STUD gathers people of homosexual and bisexual orientation, and their heterosexual allies. STUD counted some thirty members at the beginning of 2010. STUD is an all-volunteer group, except for one paid half-time staff member. It was an active member of The Association of Gay and Lesbian Citizens‘ Organizations in the Czech Republic (SOHO) until its transformation in 2000. In 2003 STUD became a constituent member of the Gay & Lesbian League (GLL).

==Activities==
- Queer Ball – annual LGBT dance event, nominated for 2014 bePROUD Award (since 2013)
- Mezipatra Queer Film Festival – formerly called Duha nad Brnem (The Rainbow above Brno); the annual LGBT film festival, held every November, supported by US Embassy in Prague and many others.

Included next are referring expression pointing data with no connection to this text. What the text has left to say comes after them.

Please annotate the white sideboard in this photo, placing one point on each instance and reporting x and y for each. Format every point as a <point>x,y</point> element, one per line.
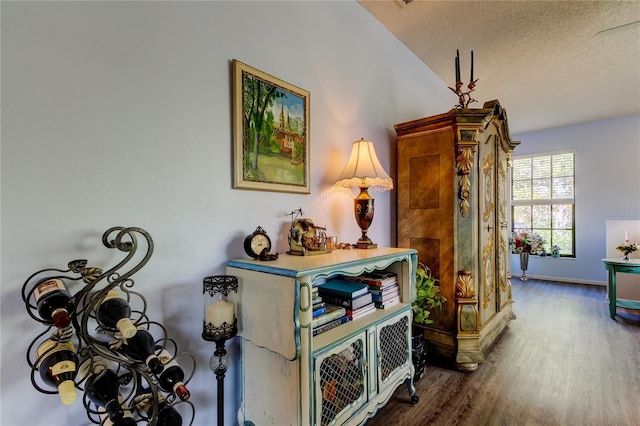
<point>342,376</point>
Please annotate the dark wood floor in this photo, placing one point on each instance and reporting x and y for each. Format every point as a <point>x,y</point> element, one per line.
<point>563,361</point>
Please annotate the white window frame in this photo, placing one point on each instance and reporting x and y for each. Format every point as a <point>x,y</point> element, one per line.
<point>548,202</point>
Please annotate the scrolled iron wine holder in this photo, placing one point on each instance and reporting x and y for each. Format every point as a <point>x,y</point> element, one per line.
<point>96,283</point>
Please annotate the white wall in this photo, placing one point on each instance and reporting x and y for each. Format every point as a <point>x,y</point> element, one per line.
<point>119,113</point>
<point>607,154</point>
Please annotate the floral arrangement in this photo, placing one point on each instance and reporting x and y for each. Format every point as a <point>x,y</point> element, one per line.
<point>627,248</point>
<point>526,242</point>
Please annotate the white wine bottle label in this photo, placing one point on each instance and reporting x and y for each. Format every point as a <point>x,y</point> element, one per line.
<point>126,327</point>
<point>47,287</point>
<point>112,294</point>
<point>167,359</point>
<point>67,392</point>
<point>63,367</point>
<point>49,347</point>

In 2009, the festival was attended by 12,000 viewers in Brno and in Prague, and screened some 100 films. (since 2000)
- Queer Library – community centre with LGBT library and archives (since 2001)
- GaTe (Gay Teens) – a project supporting the process of self-discovery and self-acceptance of teenage gays. (since 2003)
- Good for children in all families – a petition supporting legislative changes for same-sex partners children adoption (2010)
- Campaign in support of the Act of Registered Partnership – a long-term campaign including petitioning, educational events, internet information project, and the 2002 media campaign "It Will Help Some But Hurt None". (1998–2006)
- Gay & Lesbian Helpline – counselling service over the phone (2001–2005)
- Light for AIDS – an annual event within the global campaign International AIDS Candlelight Memorial (1997–2003)
- The Czech-Slovak Gathering of Gays, Lesbians and Their Supporters – an annual cross-border gathering held alternately in Czechia and Slovakia and coordinated with the Slovak partner organisation Ganymedes Movement Bratislava (1997–2002)
- Studna – a magazine of Brno’s lesbians and gays (1997–2002)
- The Gay Man of the Czech Republic – a national contest for the most attractive Czech gay man (1998 & 2000)

==Sources==
- Seidl, Jan (2012). "Od žaláře k oltáři : emancipace homosexuality v českých zemích od roku 1867 do současnosti"
- Navrátil, Jiří (2005). "STUD, organizace sociálního hnutí v politologické perspektivě"
- Tešnarová, Tereza (2006). "Současnost a budoucnost veřejného prostoru gay a lesbické subkultury"
- Smejkalová, Lenka (2012). "Rámování politických požadavků českého gay-lesbického hnutí v období od roku 2000"
- "Analysis of the Situation of Lesbian, Gay, Bisexual and Transgender Minority in the Czech Republic" (2007)
- Katerina Nedbalkova: The Changing Space of the Gay and Lesbian Community in the Czech Republic, p. 76. In "Beyond the Pink Curtain. Everyday Life of LGBT People in Eastern Europe". Politike-Symposion, 2007.
- Richard Ammon: Gay Czech Republic. globalgayz.com, April 2009.